States Put Up Fight, Dollars To Defeat Divestment Push
New York is the latest state to adopt measures to counter the movement to force governments and universities to withdraw their investments in Israel.
The state’s second highest-ranking official, Comptroller Alan Hevesi, told the Forward that he intends to increase the investments of the state’s $105 billion pension in Israel, and has spoken to entrepreneurs and fund managers about plans to lead an economic development mission there.
“We want more jobs, business and economic growth, which are excellent strategies for advancing the peace process,” Hevesi said.
Hevesi joins politicians from Pennsylvania and California, among others, in speaking out against divestment and in increasing investments in the Jewish state even as pro-Palestinian activists increase their calls for divestment at colleges and universities.
“The divestment movement is not gaining ground. If anything, we are finding that people are rallying around investing in Israel,” said a spokesman for State of Israel Bonds, Raphael Rothstein. Rothstein said 2002 was a banner year for his organization, which sold $1.3 billion in bonds. “We sold South Carolina, where there are very few Jews, $5 million. Illinois bought $10 million.…We have close to two dozen states buying bonds. We’ve had very good support from states, labor unions and pension funds.”
While such investments help shore up Israel’s shaky economy, the rhetorical support of Israel by American officials also has been strong and welcome, Jewish officials say.
Last month, calling the divestment campaign “immoral,” Philadelphia Mayor John Street recommended to the city’s pension board that it buy $10 million more in Israel Bonds, a six-fold increase its investment in the Jewish state.
“I am particularly outraged by the immoral campaign calling for disinvestment in Israel,” Street said in a speech to the Philadelphia chapter of the Anti-Defamation League. “This initiative to injure Israel’s economy and reputation is reprehensible…. It is particularly offensive to me given the effort to analogize this divestment movement to the campaign used against South Africa,” continued Street, who is black. “I was the author of Philadelphia legislation recommending divestiture as a means to fight apartheid and the racist South African state.
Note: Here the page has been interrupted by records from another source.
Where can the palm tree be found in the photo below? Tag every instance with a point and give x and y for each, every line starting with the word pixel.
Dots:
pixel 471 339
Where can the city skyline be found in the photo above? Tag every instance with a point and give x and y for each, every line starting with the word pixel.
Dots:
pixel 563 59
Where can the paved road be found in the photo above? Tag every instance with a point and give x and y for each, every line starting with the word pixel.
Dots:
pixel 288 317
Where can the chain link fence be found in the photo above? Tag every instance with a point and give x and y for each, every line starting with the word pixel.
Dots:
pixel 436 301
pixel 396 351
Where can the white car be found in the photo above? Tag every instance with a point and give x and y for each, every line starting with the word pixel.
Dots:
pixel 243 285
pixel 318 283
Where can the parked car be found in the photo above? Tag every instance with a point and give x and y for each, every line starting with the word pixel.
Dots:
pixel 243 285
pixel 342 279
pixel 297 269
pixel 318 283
I find it disgraceful that some could use that model to attack the one Jewish state and only Middle East democracy and a country that, every day, is a front line in the war on terrorism.”
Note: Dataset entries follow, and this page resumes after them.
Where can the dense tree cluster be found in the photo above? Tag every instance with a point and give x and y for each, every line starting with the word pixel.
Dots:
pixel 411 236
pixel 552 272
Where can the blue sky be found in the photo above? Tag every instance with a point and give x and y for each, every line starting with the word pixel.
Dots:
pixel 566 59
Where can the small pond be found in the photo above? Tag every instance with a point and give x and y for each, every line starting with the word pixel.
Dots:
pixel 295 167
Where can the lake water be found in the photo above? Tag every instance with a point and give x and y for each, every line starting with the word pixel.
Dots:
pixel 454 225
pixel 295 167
Two weeks ago, New York City Comptroller William Thompson announced the purchase of $5 million of Israel Bonds for the city teachers’ pension fund, its first such direct purchase.
In August, California’s State Assembly passed a bill urging the University of California, a flash point of the divestment movement, to reject calls to divest its pension funds from companies with ties to Israel. A petition calling for divestment at the university has garnered more than 6,000 signatures, including those of 211 faculty members. While the University of California is a separate entity that does not necessarily take direction from the state, the legislature “thought it was important to take a clear stance against this kind of movement,” said the bill’s sponsor, Assemblyman Keith Richman.
Organizers of the divestment campaign, however, say they are not discouraged, pointing to the growth of new divestment campaigns, such as one at Barnard College and Columbia University that has already gained 107 faculty signatures. An organizer of the divestment campaign at the University of California at Berkeley, law student Will Youmans, said, ”We are not going to be discouraged by the amount of power on one side.” Of the politicians taking steps to bolster Israel, he said, “history will come back to judge them.”